A member of a 15-person network of operatives working for the Israeli intelligence agency Mossad to gather information about Palestinians in Turkey said he received thousands of euros for the files and met with a Mossad case officer in Switzerland. For the purposes of this article, he will be referred to as M.A.S.
“I met face to face with the Mossad official. He taught me to encrypt files on the laptop,” M.A.S. was quoted as saying by Sabah newspaper.
According to the news article, M.A.S. had a company that provided consultancy to students coming from abroad to Istanbul. Mossad first contacted him in December 2018 through an agent called A.Z., who reached him through an unknown number on WhatsApp.
He asked M.A.S. for information about his business, claiming that he had Arab-origin customers in Germany whose children wanted to study in Turkey.
The agent aimed thereby to learn how Palestinian students entered universities in Turkey and what kind of opportunities the Turkish government and municipalities provided them with. After a week, the suspect who sent his work to the Mossad official received hundreds of euros through Western Union.
This was the first parcel of money that he was to receive over three years. M.A.S. also agreed to work on a separate file on Palestinian nongovernmental organizations (NGO) in Turkey for Mossad, which he encountered for the first time face-to-face in 2019.
A.Z. told him he has a close friend who wants to help the Palestinian people, with the initials M.C.
This friend was another case officer who told M.A.S he is working in the European Union and could communicate with him through Protonmail.
M.A.S. explained that he received thousands of euros in return for the files and that he once took the money from a market in Istanbul’s Batışehir by showing his ID and receipt.
Mossad also wanted to learn how Palestinians coming to Istanbul Airport during COVID-19 that could not leave were aided.
The two stayed in contact until April 2021, when M.C. asked M.A.S. to meet him in Europe with all of his expenses covered. M.A.S. was sent an invitation letter by a front company called European Student Guidance Center (ESGC) through the Switzerland consulate general in Istanbul.
M.A.S received his visa from Switzerland within the hour, flew to the country and was met by A.Z. at Zurich Airport.
He guessed A.Z. was around 60-65 years old and 1.80 meters (5 feet 9 inches) tall. He was given 500 euros ($580) and was brought to a hotel. He met M.C. at another hotel and was taught in his room how to encrypt Word files on Protonmail. Further contact between the two was made through Protonmail.

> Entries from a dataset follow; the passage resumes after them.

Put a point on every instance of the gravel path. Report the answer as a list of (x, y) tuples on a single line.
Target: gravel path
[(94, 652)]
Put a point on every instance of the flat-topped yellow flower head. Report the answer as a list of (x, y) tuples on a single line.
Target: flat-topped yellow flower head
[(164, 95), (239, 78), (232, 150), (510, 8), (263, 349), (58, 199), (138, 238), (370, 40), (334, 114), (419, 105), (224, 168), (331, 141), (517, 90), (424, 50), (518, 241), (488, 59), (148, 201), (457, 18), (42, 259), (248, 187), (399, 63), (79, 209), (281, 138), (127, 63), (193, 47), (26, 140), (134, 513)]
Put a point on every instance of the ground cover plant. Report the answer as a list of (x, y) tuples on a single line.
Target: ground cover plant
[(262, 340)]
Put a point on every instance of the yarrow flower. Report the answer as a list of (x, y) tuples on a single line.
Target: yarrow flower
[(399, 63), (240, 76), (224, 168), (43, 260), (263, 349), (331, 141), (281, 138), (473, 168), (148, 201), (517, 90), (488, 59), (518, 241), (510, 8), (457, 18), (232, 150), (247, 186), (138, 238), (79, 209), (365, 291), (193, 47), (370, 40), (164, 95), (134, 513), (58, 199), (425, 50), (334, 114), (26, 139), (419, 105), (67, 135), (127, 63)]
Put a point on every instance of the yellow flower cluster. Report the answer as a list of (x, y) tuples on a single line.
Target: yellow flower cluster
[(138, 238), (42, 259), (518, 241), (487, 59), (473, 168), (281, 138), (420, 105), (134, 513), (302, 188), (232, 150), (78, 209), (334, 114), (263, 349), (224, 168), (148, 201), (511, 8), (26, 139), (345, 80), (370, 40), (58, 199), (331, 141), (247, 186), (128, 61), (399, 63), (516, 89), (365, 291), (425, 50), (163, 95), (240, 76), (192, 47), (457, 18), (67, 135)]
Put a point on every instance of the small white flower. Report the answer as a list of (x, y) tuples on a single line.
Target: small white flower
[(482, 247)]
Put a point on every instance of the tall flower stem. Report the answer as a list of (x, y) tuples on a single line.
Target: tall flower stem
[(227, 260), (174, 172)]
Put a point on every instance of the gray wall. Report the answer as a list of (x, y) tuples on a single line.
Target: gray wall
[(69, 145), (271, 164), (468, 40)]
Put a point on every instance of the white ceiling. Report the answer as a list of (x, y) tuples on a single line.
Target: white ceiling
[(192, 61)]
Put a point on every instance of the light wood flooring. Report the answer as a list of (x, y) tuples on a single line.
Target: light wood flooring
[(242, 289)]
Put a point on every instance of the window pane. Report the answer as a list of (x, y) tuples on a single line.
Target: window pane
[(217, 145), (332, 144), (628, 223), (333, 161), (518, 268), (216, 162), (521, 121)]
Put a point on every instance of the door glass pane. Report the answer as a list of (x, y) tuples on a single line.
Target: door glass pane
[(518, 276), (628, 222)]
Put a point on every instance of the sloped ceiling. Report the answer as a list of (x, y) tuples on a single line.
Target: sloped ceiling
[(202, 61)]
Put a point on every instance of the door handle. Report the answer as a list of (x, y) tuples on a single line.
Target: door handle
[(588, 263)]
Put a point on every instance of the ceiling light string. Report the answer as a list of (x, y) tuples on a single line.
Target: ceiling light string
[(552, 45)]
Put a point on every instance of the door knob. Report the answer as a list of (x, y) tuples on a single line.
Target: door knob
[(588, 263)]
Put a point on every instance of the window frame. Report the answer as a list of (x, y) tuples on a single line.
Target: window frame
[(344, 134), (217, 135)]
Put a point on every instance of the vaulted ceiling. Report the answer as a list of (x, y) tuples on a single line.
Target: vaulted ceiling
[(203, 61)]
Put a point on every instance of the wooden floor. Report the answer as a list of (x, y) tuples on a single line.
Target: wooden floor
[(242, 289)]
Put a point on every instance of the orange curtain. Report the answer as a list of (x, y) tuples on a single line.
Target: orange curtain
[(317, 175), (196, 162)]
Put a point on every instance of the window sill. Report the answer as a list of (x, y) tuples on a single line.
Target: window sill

M.A.S. elaborated that he went to Zurich once again in August where he met with M.C. and another man called John. After M.A.S. got suspicious that they might be intelligence agents, M.C. told him he could think of them as “an intelligence-like organization with the duty of making research for EU institutions.”
M.A.S. received close to $10,000 over the three years.
A 200-person team from the National Intelligence Organization (MIT) exposed that a network of operatives working for Mossad had been covertly carrying out activities against Israeli opponents and foreign students in Turkey.
The network, which consisted of five separate cells of three people, was tracked by MIT units for a year. After the information was shared with police, counterterrorism forces caught the 15 spies in a secret operation carried out on Oct. 7 in four provinces.
According to reports, the spies had been providing Mossad information on foreign students enrolled in Turkish universities, especially those who they think would work in the defense industry in the future. The investigation revealed that one of the cells was particularly important as its members were tasked with contacting Mossad field officers and meeting with them abroad.